Cross Cluster Replication (CCR)

We added docs for the CCR APIs, simplified some of the CCR APIs, and aligned the terminology used in the CCR APIs to be closer to what we have for Cross Cluster Search. We also added a new byte-based limit for the write buffer that’s used on the follower to temporarily hold the documents that need to be pushed to the follower shards. The current limit was based on the count of documents in the buffer, making it difficult to come up with a good default as the memory usage then depended on the size of the documents. When the new size limit is hit (512MB by default), fetching changes from the leader cluster will be paused to give the follower shards a chance to catch up with the current documents in the buffer.

We continued investigating the effect of concurrent connections on cross-region traffic. We have also measured the read load created by CCR on the leader cluster vs. write load created on follower cluster, and studied the overhead that CCR has on the indexing rate of the leader cluster, findings are summarized here. The coming weeks will focus on further benchmarking and testing, so that we can ship CCR with optimal defaults.

Improving indexing performance with selective flushing

Currently when we perform a flush on a shard (when we write the segments in memory to disk) we flush all segments in memory at the same time. This can lead to situations where some of the segments we write to disk are large (which is good) and others are small (which is not so good as these will end up needing to be merged). We have raised a PR which will change this behaviour so on a flush we will only write the largest segment in memory to disk. This should mean that the segments flushed to disk are generally larger, require fewer merges and ultimately increase indexing throughput. We will benchmark this change to ensure it has the effect that we are expecting.

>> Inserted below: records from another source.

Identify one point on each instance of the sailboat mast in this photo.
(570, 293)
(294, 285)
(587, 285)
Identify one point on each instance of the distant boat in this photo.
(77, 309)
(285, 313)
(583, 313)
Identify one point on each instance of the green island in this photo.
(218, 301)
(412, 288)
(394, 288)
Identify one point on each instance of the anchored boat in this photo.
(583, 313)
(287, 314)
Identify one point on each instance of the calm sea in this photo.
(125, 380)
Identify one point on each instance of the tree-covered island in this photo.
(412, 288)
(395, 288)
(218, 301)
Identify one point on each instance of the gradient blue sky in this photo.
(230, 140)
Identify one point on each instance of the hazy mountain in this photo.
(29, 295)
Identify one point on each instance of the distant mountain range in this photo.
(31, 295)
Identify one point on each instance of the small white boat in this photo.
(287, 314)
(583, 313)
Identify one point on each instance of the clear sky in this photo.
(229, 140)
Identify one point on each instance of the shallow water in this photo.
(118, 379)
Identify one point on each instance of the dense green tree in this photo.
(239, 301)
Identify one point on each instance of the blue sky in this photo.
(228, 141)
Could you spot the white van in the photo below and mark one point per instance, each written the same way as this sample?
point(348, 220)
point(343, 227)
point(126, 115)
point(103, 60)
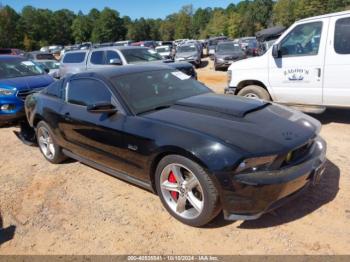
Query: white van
point(309, 65)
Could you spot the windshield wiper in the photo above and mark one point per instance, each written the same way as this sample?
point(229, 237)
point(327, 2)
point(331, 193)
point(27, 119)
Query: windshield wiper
point(157, 108)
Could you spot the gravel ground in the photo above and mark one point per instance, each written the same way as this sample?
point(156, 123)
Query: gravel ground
point(74, 209)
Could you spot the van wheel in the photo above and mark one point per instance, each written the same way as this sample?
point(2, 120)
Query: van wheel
point(255, 92)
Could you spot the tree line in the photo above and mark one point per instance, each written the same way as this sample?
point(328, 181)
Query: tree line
point(33, 28)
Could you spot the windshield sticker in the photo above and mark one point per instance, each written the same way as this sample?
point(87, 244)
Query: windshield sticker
point(180, 75)
point(28, 63)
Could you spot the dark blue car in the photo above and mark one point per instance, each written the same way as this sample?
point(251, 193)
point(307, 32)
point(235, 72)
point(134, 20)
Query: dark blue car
point(18, 78)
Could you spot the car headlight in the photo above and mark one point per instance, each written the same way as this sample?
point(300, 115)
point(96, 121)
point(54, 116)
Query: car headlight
point(255, 164)
point(229, 76)
point(6, 92)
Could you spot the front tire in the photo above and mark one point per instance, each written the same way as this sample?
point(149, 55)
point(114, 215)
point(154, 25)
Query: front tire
point(186, 191)
point(47, 144)
point(255, 92)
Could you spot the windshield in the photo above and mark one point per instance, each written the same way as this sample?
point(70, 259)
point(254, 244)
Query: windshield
point(50, 64)
point(229, 47)
point(19, 68)
point(137, 55)
point(147, 91)
point(184, 49)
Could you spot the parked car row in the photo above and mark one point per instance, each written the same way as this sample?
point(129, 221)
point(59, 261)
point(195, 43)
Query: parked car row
point(128, 112)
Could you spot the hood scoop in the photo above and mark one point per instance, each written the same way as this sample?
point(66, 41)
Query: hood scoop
point(230, 105)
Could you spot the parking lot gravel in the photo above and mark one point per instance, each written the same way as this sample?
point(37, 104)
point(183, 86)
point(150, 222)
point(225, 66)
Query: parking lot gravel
point(74, 209)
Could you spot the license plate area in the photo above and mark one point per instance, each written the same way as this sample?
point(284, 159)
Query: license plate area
point(317, 174)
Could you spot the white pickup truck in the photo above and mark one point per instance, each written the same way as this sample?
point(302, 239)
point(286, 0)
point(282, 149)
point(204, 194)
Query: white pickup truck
point(308, 66)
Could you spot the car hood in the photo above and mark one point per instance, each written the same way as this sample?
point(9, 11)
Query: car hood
point(27, 82)
point(228, 54)
point(254, 126)
point(186, 54)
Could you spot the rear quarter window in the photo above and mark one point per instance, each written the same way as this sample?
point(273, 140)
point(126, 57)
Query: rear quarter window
point(74, 57)
point(342, 36)
point(55, 89)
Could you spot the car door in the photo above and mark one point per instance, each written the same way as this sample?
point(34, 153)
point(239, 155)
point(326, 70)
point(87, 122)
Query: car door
point(337, 64)
point(94, 136)
point(297, 76)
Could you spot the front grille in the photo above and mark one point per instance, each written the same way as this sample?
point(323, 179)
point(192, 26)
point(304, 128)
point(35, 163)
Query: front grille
point(231, 58)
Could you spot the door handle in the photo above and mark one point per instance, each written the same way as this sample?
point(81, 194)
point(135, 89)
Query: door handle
point(67, 116)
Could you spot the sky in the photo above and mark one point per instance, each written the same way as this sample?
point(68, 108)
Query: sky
point(132, 8)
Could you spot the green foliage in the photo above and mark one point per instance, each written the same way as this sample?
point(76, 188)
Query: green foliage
point(108, 27)
point(9, 35)
point(34, 27)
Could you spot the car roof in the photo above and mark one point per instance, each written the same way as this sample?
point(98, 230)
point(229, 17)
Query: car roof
point(120, 70)
point(11, 57)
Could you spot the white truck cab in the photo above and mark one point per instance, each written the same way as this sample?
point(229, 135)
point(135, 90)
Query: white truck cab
point(309, 65)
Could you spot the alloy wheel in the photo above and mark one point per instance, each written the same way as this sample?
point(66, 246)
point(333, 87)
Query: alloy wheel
point(182, 191)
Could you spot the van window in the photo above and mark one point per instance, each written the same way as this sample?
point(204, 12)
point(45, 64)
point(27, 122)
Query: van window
point(342, 36)
point(87, 91)
point(74, 57)
point(303, 40)
point(97, 58)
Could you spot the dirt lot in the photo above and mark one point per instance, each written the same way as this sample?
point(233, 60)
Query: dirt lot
point(73, 209)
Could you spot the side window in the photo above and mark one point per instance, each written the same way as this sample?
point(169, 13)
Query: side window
point(87, 91)
point(111, 55)
point(74, 57)
point(97, 58)
point(55, 89)
point(302, 40)
point(342, 36)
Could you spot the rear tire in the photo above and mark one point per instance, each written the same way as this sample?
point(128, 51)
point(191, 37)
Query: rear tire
point(190, 195)
point(47, 144)
point(255, 92)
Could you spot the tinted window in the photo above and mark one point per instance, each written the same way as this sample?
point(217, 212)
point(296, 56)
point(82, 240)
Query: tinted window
point(139, 55)
point(74, 57)
point(158, 88)
point(111, 55)
point(87, 91)
point(342, 36)
point(302, 40)
point(55, 89)
point(97, 58)
point(18, 68)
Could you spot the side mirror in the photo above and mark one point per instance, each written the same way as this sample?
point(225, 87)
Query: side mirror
point(102, 107)
point(276, 51)
point(115, 61)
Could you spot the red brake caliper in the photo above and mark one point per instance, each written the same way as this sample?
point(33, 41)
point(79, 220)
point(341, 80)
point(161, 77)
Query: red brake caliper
point(172, 179)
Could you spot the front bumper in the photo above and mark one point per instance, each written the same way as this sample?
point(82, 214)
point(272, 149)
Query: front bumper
point(258, 193)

More functionality for the SQL plugin

We have been working hard to implement new functionality in SQL. We have added support for value IN (v1, v2, v3...) expressions, implemented CONVERT, an alternative to CAST with a different syntax (required for ODBC), and is currently working on handling the NOT operator properly which has some complex behaviour when mixed with certain other operators.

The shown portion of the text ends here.